Selain gagasan-gagasan itu, ada satu isu penting yang dilemparkan Khatami yang dianggap sebagai upaya meraih cita-cita membangun dialog antarperadaban, yakni isu menjalankan politik detente. Banyak kalangan yang akhirnya menyamakan detente-nya Khatami dengan gagasan glasnost (mantan) presiden Uni Soviet Mikhail Gorbachev karena sama-sama ingin membuka kebekuan sebuah anarki lama yang tertutup terhadap demokratisasi.

Akan tetapi, sebetulnya gagasan Khatami sangat berbeda dengan gagasan Gorbachev. Gagasan Khatami masih berpegang teguh pada tradisi fundamental Velayat Faqih dan komitmennya terhadap cita- cita revolusi Islam. Sementara glasnostnya Gorbachev yang memperkenalkan demokrasi dan kapitalisme Barat itu sangat bertentangan dengan cita-cita fundamental revolusi ala Marxisme- Leninisme yang waktu itu dianut Soviet (Smith al-Hadar, Revolusi Iran dan Kiprah Khatami, 1998).

Khatami mantan presiden Iran yang paling baik terhadap AS. Dalam salah satu pernyataannya, misalnya, ia mengemukakan, "Telah saya katakan sebelumnya bahwa saya menghormati bangsa Amerika yang besar. Peradaban Amerika layak dihormati, peradaban Amerika adalah fakta bahwa paham kebebasan memandang agama sebagai tempat bagi pertumbuhannya, dan agama memandang perlindungan bagi kebebasan sebagai tugas sucinya." (Khatami: 152 dan 154).

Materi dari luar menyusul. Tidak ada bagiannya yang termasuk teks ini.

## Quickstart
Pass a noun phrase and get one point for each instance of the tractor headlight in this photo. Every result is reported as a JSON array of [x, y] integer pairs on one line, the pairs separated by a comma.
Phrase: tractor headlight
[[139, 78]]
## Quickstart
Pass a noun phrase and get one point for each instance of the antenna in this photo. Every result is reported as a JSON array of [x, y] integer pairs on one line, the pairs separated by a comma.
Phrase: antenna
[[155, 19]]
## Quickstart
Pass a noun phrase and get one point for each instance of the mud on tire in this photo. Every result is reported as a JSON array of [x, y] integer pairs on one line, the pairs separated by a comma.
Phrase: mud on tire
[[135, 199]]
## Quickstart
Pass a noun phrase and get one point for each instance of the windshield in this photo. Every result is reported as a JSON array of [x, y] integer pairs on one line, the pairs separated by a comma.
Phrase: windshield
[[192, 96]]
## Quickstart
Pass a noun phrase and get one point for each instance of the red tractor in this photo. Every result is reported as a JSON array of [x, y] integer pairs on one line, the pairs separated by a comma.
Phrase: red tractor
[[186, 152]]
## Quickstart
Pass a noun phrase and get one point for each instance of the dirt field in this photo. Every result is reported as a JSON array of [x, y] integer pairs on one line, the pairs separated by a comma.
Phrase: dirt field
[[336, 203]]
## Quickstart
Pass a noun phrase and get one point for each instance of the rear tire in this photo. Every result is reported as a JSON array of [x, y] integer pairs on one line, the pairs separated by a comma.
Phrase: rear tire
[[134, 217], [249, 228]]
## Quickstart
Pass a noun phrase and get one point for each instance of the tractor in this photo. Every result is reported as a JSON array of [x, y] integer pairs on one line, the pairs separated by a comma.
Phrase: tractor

Jika perlakuan AS dan Barat terhadap rencana menginvasi Iran akibat sikap politik Ahmadinejad yang telah lalu tidak sedikit pun menoleh pada kekuatan moderat, seperti akan dilakukan Hassan Rouhani di mana Khatami menjadi jargonnya untuk membangun dialog antarperadaban, maka hal tersebut sangat bertentangan dengan sikap-sikap AS sebagai negara adidaya yang selalu mengobral janji demokratisasi.